I was born in 1971, to an alcoholic, emotionally and physically abusive father and a mother who was emotionally non-existant.  I say this, not to shift blame to anyone, but to merely give a factual understanding. Neither am I a victim, I refuse that title, I am a survivor.  Back then, things like adultery, abuse, and alcoholism were dirty little secrets that no one talked about...ever (at least in my family). Everyone knew what was going on, but it could be denied as long as no one mentioned it.

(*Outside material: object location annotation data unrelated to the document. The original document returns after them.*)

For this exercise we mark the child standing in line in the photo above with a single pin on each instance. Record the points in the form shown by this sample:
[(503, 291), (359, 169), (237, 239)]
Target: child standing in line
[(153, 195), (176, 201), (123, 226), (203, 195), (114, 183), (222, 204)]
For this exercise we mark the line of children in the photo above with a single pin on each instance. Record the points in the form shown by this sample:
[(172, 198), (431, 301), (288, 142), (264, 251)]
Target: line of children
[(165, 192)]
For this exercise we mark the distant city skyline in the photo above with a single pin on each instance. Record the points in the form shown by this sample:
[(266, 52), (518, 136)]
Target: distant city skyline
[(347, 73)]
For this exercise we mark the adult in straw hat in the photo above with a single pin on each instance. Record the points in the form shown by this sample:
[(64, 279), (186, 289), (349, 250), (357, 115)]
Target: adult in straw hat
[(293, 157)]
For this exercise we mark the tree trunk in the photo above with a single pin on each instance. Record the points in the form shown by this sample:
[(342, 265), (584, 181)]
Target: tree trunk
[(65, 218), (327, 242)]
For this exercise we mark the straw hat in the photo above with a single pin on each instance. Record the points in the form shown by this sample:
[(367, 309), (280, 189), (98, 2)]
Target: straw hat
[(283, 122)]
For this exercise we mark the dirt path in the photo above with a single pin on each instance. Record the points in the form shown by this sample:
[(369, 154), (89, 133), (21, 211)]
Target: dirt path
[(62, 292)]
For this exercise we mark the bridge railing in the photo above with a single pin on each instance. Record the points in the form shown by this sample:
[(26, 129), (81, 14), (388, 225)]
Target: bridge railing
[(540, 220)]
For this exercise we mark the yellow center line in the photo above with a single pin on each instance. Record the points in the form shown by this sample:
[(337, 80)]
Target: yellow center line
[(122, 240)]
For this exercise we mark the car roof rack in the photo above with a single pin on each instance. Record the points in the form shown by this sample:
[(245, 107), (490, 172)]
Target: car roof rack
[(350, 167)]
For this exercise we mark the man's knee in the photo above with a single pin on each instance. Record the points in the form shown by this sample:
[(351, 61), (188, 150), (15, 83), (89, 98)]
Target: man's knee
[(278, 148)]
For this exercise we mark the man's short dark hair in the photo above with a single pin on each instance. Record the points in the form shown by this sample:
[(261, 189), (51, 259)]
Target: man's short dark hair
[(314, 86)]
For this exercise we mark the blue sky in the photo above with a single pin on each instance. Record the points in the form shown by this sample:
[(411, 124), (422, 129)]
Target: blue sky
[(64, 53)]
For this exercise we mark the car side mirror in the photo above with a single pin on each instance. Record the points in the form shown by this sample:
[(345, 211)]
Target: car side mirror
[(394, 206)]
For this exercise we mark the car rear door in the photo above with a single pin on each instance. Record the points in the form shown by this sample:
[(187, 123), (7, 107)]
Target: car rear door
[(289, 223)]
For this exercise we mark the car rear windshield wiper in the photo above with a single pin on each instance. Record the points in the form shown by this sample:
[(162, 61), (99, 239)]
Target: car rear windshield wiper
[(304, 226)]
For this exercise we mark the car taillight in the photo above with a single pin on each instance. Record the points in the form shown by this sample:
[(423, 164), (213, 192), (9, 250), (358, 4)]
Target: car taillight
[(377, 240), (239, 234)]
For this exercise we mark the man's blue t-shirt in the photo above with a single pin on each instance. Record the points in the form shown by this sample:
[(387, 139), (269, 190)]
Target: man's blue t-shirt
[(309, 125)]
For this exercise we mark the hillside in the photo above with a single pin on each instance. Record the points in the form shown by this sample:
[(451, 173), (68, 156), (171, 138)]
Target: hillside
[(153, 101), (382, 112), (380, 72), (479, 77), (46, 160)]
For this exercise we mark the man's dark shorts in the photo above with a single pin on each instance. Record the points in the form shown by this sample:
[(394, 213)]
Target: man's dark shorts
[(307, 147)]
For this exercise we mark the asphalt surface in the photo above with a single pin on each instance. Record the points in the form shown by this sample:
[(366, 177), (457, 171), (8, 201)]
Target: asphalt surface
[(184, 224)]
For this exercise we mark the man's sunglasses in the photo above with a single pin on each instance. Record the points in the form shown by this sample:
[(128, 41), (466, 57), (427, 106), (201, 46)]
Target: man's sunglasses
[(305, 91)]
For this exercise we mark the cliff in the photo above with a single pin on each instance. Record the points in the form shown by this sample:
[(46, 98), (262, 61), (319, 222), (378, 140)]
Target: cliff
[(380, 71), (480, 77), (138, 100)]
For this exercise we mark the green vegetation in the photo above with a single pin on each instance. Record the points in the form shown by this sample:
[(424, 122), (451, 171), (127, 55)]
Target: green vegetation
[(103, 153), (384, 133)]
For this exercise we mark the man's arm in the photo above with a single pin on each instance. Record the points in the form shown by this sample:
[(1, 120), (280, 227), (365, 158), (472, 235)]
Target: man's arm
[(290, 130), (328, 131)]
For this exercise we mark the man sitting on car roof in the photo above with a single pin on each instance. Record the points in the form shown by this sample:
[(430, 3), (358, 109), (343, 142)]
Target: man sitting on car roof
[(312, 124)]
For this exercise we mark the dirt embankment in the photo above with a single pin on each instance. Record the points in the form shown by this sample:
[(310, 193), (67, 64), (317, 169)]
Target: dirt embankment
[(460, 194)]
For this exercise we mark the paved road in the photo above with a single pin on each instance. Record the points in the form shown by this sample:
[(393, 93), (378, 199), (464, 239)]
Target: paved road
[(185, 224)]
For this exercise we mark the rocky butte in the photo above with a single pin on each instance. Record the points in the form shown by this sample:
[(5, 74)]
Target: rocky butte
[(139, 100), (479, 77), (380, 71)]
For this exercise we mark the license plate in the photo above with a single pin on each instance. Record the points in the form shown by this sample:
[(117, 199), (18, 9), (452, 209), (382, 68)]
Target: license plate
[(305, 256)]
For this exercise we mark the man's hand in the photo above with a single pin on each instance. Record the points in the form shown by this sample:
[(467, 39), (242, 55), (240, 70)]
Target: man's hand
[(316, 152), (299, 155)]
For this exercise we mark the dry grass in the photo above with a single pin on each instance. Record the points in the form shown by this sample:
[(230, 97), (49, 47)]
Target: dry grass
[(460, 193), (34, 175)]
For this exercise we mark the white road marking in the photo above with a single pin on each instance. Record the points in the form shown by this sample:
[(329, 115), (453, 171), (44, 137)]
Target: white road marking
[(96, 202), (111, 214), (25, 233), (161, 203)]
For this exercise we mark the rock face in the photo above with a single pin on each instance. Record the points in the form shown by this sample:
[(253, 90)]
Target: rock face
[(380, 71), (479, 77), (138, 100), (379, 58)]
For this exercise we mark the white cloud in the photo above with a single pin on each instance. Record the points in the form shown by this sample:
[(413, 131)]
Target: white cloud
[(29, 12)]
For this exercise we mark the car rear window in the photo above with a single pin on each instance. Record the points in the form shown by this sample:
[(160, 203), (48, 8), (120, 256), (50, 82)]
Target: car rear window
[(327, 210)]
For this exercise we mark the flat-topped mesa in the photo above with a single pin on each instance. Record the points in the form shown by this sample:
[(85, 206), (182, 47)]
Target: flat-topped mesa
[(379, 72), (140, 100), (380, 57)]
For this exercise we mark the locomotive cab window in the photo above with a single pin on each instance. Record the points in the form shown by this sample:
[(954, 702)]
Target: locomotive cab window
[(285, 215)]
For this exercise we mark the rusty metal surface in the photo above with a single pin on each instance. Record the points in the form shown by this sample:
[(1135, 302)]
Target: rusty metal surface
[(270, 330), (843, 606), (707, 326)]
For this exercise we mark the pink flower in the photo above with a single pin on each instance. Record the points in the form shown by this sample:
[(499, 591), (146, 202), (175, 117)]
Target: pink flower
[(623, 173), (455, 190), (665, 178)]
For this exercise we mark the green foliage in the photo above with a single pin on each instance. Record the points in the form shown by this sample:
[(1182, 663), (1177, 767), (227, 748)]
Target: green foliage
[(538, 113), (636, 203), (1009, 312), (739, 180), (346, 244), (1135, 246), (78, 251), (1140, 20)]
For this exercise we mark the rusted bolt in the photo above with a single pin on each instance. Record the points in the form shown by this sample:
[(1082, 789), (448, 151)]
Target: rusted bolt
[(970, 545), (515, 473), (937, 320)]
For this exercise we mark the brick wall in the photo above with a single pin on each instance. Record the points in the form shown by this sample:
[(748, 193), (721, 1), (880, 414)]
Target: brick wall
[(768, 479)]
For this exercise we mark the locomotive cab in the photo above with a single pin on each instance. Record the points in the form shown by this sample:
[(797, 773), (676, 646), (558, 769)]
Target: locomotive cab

One of the few memories I have is of the last time my father was in the same state as my mother. Before I turned 9, my parents married and divorced 5 times...to each other. I remember a time that they got married, were in my uncles house and I was the best man. The judge mentioned the, "till death do you part" comment and I could not stop laughing. I don't recall how old I was, pretty young, I got a serious beating for that.

Anyway, the last time my parents were in the same house, my father was drunk and had kicked the front door in. I rememebr the scene as I stood in the steps. My brother and I had come from downstairs, we stopped about half way down the stairs, he a couple of steps below me, looking over the railing I could see my father standing over my mother with a phone cord wrapped around her neck.

That was hard even now to write, 38 plus years later. I won't finish the night and what happened, let's just say he was finally arrested and agreed to leave the state, if the DA would drop the charges.  The thing about why I mentioned that is, had I been asked ten years ago about my childhood I would have said it was fine and I wasn't abused. I'm fortunate, in that I have never been sexually abused, but there was an abundance of emotional, psychological, and physical abuse.  It's amazing what we can reason as "normal".

Needless to say, I was diagnosed with severe PTSD and quiet Borderline Personality Disorder and have been in therapy for a number of years. I have a service dog who assists me in my day to day public endeavors, which people always attribute to me having because of my time in the service. When they find out the PTSD is a result of a combination of things, they lower their head and just say, "I'm sorry."  Deep down I want to tell them to go fuck themselves becasue I am not a victim. What the hell makes combat related PTSD any more honorable than any other trauma? how does anyone know the primary cause of my issues, perhaps it was child abuse, but maybe it was military related, or the nine years I spent in prison, or the other things I have seen. Rant over.

If you have gotten to this part, thank you for taking the time to join me. I wanted to establish a base line moving forward, I think this is a good start. Again, I welcome any comments or suggestions you may have. Feel free to email if you so choose.

I apologize for any grammitcal errors.